1.6662-3(b)(1), Income Tax Regs.

        The penalty under section 6662(a) does not apply to any

portion of an understatement of tax if it is shown that there was

reasonable cause for the taxpayer’s position and that the

taxpayer acted in good faith with respect to that portion.       Sec.

6664(c)(1).     The determination of whether a taxpayer acted with

reasonable cause and in good faith is made on a case-by-case

basis, taking into account all the pertinent facts and

circumstances.     Sec. 1.6664-4(b)(1), Income Tax Regs.    The most

important factor is the extent of the taxpayer’s effort to assess

his/her proper tax liability for the year.      Id.   The good faith

reliance on the advice of an independent, competent professional

as to the tax treatment of an item may meet this requirement.

Sec. 1.6664-4(b), Income Tax Regs.
                              - 29 -

     Despite the fact that petitioners have the burden of proof,

see supra note 3, petitioners have made no showing that they made

an attempt to comply with the tax rules and regulations with

regard to those deductions taken by Wolf Creek Farm for the years

at issue which have been disallowed.   Hence, with respect to

those deductions, petitioners have failed to show that Wolf Creek

Farm was not negligent.   Nor have petitioners showed that they

acted in good faith with respect to, or that there was reasonable

cause for, the position they took.

     Further, petitioners do not claim that they relied on Mr.

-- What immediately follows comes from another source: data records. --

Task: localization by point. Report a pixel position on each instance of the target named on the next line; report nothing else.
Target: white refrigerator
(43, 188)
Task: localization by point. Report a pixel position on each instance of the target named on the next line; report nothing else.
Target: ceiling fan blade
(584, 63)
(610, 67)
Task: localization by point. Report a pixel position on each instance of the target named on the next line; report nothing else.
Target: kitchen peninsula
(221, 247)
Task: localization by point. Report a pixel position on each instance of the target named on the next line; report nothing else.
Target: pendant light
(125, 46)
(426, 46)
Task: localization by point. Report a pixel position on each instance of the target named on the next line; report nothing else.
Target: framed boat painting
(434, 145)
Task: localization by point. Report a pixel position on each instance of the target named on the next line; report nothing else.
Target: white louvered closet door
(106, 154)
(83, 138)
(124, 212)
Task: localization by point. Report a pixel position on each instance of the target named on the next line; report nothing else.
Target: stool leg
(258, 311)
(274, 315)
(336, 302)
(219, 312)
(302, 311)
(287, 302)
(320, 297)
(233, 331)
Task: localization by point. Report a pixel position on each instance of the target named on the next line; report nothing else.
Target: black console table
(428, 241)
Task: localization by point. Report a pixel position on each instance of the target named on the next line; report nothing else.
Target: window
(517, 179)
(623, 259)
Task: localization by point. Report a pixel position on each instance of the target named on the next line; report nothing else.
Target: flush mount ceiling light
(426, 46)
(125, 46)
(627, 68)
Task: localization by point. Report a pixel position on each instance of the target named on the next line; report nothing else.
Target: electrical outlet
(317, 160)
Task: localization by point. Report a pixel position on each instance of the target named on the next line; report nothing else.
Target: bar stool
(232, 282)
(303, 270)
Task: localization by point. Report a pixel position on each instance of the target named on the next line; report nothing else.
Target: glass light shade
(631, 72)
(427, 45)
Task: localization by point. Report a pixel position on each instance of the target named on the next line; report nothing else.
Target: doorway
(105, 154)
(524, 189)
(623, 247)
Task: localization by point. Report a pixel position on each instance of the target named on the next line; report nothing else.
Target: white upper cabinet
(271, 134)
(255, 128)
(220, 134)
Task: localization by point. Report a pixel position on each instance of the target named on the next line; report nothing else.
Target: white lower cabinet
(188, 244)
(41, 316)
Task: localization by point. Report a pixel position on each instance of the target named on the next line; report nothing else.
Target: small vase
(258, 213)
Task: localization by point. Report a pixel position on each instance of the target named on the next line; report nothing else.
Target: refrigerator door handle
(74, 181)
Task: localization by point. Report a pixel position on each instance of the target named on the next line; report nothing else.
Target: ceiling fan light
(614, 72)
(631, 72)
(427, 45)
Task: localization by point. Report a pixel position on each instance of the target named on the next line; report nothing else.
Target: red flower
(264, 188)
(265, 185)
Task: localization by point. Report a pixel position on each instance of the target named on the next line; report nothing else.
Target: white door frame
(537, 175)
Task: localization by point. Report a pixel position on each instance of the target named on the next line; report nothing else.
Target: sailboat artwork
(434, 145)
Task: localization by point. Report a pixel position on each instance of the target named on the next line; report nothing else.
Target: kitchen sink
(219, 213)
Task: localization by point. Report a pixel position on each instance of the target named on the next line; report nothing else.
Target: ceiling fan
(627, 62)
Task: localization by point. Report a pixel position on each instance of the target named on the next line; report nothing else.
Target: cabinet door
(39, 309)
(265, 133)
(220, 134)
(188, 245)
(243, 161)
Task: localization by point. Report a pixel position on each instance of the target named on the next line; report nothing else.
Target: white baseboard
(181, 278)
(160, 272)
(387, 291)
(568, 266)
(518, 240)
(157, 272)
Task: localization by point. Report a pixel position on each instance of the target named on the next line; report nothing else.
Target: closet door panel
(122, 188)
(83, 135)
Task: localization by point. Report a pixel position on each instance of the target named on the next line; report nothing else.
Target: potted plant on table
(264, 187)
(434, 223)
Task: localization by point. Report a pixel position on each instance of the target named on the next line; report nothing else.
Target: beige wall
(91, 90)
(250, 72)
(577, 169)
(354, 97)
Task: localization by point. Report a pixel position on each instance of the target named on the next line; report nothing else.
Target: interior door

Bleeker or any other professional as to the tax treatment of the

expenses for food and lodging.5   Petitioners simply assert that

the accuracy-related penalty does not apply because Wolf Creek

Farm properly claimed the deductions under section 162(a) and Mr.

Tschetter properly excluded the payments under section 119.     We

have found to the contrary.

     5
      Before the trial in these cases, respondent filed a motion
to disqualify Mr. Bleeker from his representation of petitioners.
Respondent’s motion was based, in part, on the premise that, if
petitioners contend that they reasonably relied on Mr. Bleeker’s
advice with respect to the proper tax treatment of the payments
at issue, then Mr. Bleeker would be required to testify as a
witness in the trial of these cases. The Court held a telephone
conference call with Mr. Bleeker and counsel for respondent to
discuss respondent’s motion. During that call, Mr. Bleeker
informed the Court that petitioners did not intend to raise
reasonable reliance on a tax professional as a defense to the
accuracy-related penalties.
                             - 30 -

     Under these circumstances, we are compelled to hold that

Wolf Creek Farm is liable for the accuracy-related penalty for

the years at issue.

     To reflect the foregoing,

                                             Decisions will be

                                        entered under Rule 155.